Sudana Bagian 23

14.8K 387 6
                                    

Keesokan paginya semua berjalan normal.

Yoga mandi kemudian berpakaian rapi dan sebelum meninggalkan Dimas, dia mencium kening Dimas.

"Sampai kita ketemu lagi yaa, beb sayang."

Dimas tak berkata apa apa membalas apa yang dikatakan oleh Yoga. Yoga kemudian keluar kamar dan tak lama terdengar suara motornya meninggalkan pekarangan rumah. Yoga berangkat ke kantor.

Dimas kemudian menyibakkan selimutnya lalu dia duduk dipinggir tempat tidur, setelah itu dia mengambil telepon tangannya. Diperiksanya telepon tangannya itu. Tak ada pesan masuk lagi. Dia melemparkan telepon tangannya itu ke tempat tidur, menarik napas panjang dan kemudian bangkit dari tempat tidurnya dan berjalan ke kamar mandi. Satu jam kemudian terlihat mobilnya sudah melaju di jalanan menuju kantor.

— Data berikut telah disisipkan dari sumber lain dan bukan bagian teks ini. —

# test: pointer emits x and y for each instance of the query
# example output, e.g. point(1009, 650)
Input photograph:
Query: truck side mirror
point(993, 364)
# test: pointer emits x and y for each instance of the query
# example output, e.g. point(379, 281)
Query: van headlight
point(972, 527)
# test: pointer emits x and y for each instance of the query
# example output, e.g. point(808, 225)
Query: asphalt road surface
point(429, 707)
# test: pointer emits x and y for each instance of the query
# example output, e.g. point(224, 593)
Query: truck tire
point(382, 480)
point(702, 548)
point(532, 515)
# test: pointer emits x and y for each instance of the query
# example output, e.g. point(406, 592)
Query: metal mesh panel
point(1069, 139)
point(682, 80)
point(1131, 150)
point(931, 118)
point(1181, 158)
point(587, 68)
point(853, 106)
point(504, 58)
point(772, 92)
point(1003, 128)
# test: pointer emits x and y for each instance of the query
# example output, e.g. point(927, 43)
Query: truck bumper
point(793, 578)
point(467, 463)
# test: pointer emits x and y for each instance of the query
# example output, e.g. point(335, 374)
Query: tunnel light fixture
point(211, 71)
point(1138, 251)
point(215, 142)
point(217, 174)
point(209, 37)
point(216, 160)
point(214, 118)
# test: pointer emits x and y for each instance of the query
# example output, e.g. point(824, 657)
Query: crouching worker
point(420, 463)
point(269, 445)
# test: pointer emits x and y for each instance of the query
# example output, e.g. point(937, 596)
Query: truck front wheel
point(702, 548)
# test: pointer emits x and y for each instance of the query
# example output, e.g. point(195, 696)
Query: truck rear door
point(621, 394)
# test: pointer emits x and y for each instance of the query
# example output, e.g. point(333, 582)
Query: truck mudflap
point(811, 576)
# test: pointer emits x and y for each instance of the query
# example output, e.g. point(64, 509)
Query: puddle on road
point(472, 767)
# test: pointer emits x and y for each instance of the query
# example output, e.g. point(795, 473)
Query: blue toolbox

Pak Sudana membuka matanya, lalu dia menoleh ke samping, tak ada siapa siapa disampingnya. Matanya menangkap ada selembar kertas yang ditinggalkan di atas tempat tidur. Diambilnya kertas itu lalu dibacanya tulisan yang ada di kertas itu:

'Mama masuk ICU. Kecelakaan. Papa telpon. Frans ke rumah sakit sekarang. Tunggu Frans balik yaa Om Sayang.'

Pak Sudana kemudian meremas remas kertas tersebut dan melemparnya sembarangan. Dia kemudian bangkit dari tempat tidur, berjalan mengambil telepon tangannya. Dibukanya telepon tangannya itu. Hanya ada satu pesan yang masuk untuknya.

'SELESAI.'

Pak Sudana mematikan telepon tangannya lalu dia mengenakan celana dan bajunya, diambilnya jaket miliknya dari lantai. Dia kemudian berjalan keluar kamar. Tak lama tampak Pak Sudana sedang berjalan kaki menjauh dari rumah warisan orang tua Bu Wira. Diujung jalan tampak kemudian sebuah motor mendekat dan Pak Sudana naik ke motor tersebut dan pergi.

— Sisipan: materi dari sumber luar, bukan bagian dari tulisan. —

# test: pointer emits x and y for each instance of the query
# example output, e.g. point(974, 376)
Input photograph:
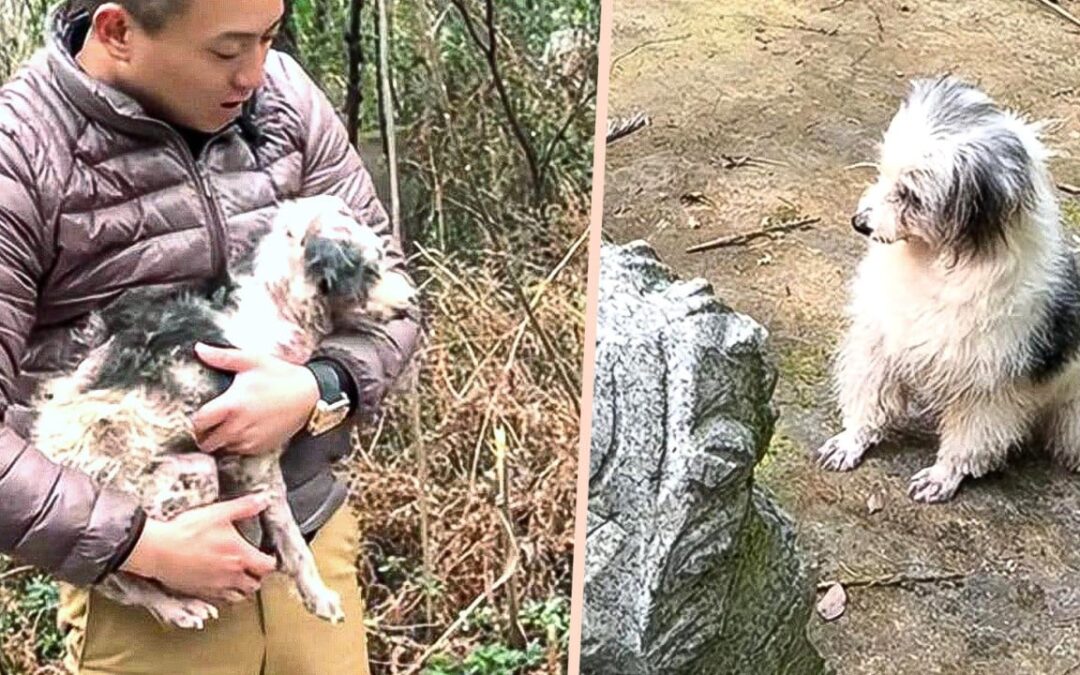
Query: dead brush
point(485, 374)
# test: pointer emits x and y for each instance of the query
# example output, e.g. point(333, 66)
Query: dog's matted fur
point(966, 309)
point(123, 414)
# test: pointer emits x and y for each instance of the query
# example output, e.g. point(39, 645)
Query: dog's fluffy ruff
point(977, 329)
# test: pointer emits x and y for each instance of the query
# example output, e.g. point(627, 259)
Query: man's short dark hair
point(151, 15)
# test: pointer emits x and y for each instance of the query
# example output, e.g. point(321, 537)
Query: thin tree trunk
point(354, 96)
point(387, 117)
point(286, 37)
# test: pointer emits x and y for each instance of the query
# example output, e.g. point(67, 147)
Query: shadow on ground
point(808, 88)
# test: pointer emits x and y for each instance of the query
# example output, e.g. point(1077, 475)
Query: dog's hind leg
point(976, 434)
point(1062, 433)
point(872, 399)
point(294, 556)
point(184, 612)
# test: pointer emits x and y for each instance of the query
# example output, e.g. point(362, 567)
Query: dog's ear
point(991, 180)
point(336, 268)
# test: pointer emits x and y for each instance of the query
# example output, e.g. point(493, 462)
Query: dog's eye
point(907, 196)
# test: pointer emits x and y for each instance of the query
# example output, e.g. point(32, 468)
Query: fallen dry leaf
point(833, 604)
point(875, 502)
point(696, 199)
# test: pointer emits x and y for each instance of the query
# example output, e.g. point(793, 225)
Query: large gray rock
point(689, 568)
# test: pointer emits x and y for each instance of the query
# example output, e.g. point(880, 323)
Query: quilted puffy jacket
point(96, 197)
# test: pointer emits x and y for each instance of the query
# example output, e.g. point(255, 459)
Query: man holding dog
point(145, 145)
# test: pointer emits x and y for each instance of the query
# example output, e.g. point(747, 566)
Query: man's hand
point(201, 554)
point(268, 402)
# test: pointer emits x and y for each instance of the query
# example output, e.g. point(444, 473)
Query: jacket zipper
point(218, 256)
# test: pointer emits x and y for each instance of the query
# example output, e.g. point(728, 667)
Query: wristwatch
point(333, 405)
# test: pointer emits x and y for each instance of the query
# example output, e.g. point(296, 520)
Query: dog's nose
point(861, 223)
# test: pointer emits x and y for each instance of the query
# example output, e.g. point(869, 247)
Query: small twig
point(743, 160)
point(515, 633)
point(1061, 11)
point(738, 240)
point(488, 48)
point(421, 455)
point(892, 580)
point(647, 43)
point(17, 570)
point(463, 615)
point(621, 129)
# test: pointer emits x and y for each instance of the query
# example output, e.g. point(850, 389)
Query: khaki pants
point(269, 635)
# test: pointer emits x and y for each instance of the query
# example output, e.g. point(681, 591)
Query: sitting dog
point(966, 309)
point(123, 414)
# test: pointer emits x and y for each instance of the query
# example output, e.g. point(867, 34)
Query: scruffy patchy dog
point(123, 414)
point(966, 309)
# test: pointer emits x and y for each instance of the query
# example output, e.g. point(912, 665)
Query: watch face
point(327, 416)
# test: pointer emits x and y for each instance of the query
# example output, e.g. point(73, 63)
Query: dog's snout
point(861, 221)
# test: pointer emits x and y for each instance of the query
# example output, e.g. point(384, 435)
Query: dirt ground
point(809, 86)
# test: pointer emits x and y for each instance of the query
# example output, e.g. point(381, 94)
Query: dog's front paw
point(934, 484)
point(841, 453)
point(185, 612)
point(324, 604)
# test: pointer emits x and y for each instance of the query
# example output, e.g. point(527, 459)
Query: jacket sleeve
point(374, 358)
point(51, 516)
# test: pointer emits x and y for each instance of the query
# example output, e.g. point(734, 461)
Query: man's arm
point(50, 516)
point(374, 358)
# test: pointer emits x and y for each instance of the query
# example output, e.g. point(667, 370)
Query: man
point(144, 145)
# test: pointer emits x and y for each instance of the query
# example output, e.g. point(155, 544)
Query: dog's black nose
point(861, 223)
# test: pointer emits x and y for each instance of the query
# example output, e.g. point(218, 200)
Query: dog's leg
point(976, 434)
point(184, 612)
point(1062, 433)
point(871, 396)
point(294, 556)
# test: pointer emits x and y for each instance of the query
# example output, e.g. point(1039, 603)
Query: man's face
point(200, 68)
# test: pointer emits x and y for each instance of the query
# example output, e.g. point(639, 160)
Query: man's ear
point(111, 27)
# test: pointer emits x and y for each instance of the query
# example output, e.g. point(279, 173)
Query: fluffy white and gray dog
point(123, 414)
point(966, 309)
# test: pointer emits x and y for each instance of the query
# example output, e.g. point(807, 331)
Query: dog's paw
point(934, 484)
point(185, 612)
point(324, 604)
point(841, 453)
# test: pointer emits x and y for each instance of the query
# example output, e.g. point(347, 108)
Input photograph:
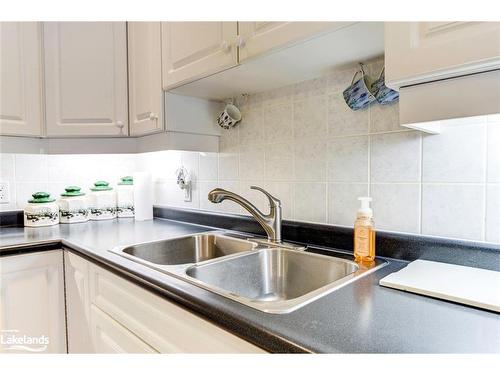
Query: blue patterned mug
point(358, 95)
point(382, 93)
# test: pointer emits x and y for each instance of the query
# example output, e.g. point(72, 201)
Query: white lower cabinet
point(32, 318)
point(111, 337)
point(124, 317)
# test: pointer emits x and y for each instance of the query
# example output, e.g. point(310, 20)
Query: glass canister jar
point(102, 201)
point(125, 197)
point(73, 206)
point(41, 211)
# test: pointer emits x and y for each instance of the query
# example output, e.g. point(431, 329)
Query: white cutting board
point(467, 285)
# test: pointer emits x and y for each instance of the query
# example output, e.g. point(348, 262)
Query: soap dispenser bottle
point(364, 233)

Di kamar utama rumah utama, Mas Min dan Ujang tampak masih terlelap. Asep yang baru saja menyelinap masuk kemudian membuka baju dan celananya, dia kemudian duduk di kursi hanya dengan memakai celana dalam. Dinyalakannya rokok lalu dihisapnya rokok itu perlahan dan dihembuskannya. Asep menaruh batang rokok itu di asbak yang terletak di atas meja, dipejamkannya matanya. Badannya terasa capek, tak lama terdengar dengkurannya tanda ia sudah tertidur.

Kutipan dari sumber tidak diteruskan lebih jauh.